There was a sound like rushing water, an odd tingling sensation, and a flash of light. Then I was face down on the ground looking at a cold concrete sidewalk. I sat up with my back to a brick building, and looked around.

 

I’m on a street corner. People walk past me, and cars spew exhaust and spray slush as they zoom by. Little half-melted piles of snow line the street.

I’m mad at everyone, at everything. How can people just keep going about their life, as if nothing has happened? How can time continue, moving onwards like it always does? The anger makes me want to jump up, to yell, to scream. But I’m afraid that if I open my mouth, the tight knot of helplessness and misery lodged in my throat will come out.
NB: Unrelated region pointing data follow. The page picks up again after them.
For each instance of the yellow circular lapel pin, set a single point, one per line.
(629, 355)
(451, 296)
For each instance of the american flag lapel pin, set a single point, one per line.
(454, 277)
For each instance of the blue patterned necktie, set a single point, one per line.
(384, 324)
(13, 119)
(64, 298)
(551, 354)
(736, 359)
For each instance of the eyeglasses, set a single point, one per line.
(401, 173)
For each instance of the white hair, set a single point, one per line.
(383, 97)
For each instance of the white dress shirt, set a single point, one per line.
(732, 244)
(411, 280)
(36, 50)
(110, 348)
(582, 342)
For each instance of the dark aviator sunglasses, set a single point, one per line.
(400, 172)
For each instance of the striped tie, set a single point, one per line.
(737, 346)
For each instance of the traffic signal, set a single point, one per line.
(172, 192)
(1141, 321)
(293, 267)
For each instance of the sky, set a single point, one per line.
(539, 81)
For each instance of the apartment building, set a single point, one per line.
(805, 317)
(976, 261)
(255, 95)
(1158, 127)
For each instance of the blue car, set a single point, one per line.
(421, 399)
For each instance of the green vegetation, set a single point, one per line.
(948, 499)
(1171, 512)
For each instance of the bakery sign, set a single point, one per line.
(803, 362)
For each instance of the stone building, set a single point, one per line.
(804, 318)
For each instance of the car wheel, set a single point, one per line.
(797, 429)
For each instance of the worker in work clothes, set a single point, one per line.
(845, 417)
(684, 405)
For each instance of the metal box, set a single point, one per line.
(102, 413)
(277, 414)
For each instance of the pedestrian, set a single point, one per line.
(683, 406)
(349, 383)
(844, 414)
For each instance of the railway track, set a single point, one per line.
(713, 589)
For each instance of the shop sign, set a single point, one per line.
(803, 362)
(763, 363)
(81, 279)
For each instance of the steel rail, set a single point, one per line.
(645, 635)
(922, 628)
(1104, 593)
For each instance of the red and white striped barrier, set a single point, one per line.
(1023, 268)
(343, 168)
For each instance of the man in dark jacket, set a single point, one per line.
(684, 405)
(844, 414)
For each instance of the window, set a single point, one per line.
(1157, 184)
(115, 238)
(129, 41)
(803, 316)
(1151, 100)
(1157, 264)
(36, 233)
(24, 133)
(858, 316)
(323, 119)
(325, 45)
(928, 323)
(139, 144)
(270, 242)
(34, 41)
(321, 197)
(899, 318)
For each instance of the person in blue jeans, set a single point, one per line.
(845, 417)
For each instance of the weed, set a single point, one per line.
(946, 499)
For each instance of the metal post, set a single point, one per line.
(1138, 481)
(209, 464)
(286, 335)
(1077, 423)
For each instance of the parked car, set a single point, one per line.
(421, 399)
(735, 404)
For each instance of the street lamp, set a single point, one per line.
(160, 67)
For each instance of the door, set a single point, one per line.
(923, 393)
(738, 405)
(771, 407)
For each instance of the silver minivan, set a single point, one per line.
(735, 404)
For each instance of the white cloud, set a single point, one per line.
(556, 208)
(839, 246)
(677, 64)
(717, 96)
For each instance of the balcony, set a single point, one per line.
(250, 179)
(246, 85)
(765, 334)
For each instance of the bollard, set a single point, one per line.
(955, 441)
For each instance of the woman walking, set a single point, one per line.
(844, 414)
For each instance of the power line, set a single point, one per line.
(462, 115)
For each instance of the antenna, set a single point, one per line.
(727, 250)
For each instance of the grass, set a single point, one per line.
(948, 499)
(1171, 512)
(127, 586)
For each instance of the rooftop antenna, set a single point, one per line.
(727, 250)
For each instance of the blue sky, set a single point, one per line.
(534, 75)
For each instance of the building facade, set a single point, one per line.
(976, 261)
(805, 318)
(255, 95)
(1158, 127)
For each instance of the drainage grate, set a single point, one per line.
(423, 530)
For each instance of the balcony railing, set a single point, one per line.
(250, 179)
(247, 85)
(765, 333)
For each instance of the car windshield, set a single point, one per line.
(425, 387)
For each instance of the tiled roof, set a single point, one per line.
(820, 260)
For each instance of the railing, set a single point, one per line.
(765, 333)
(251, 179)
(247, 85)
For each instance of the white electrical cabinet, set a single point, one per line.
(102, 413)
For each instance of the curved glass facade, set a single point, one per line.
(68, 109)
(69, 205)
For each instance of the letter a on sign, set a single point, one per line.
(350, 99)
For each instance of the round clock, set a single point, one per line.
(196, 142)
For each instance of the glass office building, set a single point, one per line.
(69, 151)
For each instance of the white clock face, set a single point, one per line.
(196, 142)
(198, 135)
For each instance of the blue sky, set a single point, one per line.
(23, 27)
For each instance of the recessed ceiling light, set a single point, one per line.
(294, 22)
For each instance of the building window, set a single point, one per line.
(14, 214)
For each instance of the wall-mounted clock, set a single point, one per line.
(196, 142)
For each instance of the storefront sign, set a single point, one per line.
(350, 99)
I hug my knees to my chest, and bury my face in my hands, letting my exhaustion take over, my heavy eyelids close. I can no longer cry my fears out into a warm embrace. I can no longer wipe my runny nose on a soft sleeve. I am alone. Alone.

 

My parents are on either side of me. We hold hands as we gaze out at the ocean, it's surface smooth as glass. The night is calm and quiet, and I feel peaceful and content. The sky begins to lighten as a bit of sunlight peeks out from behind the water. Dark blue is  streaked with pink, purple, and orange as the sun rises higher into the sky, and the black waters below turn golden. The beauty of it all is overwhelming. I feel that I, too am rising higher and higher into the sky, soaring up and up and up. My father squeezes my hand. “Every night, the sun sets, dropping down below the horizon. And yet, every morning, it rises up into the sky again, just as beautiful and bright as it was before.” My mother puts her arm around me as she speaks. “And so must you. You must rise up, and live your life. We will be with you always.” After those last words leave her lips, they begin to fade, blending in with the bright colors of the sky, which also slowly disappear, leaving behind only the bright, golden sun.

 

I abruptly open my eyes, my mother’s last words still echoing in my head. The sun shines brightly in my face. I stand up, and a small piece of paper falls from my lap. Money. I pick it up, and walk down the street, where a crowd of people are filing into a bus. I climb up the steps, hand the driver the money, and walk down the packed aisle. There are no empty seats, so I hold onto a metal pole. The bus starts moving, jostling me up and down, back and forth. I tighten my grip on the pole. I have no idea what I am doing, where I am going. Honestly, I don’t really care. As long as it is forwards.

 

EPILOGUE

Twenty young children watch a teacher draw on a blackboard with their bright, curious eyes. All orphans. Their homes are destroyed. Their families are gone. They are sitting in a classroom, learning how to spell, how to count, how to read. They are learning what they need to know to grow up and do big things, and they are learning that out of their dark past can emerge a shining future, and that they hold their fate in their own hands.

The only proof they need is the woman in front of them, who was once just like them.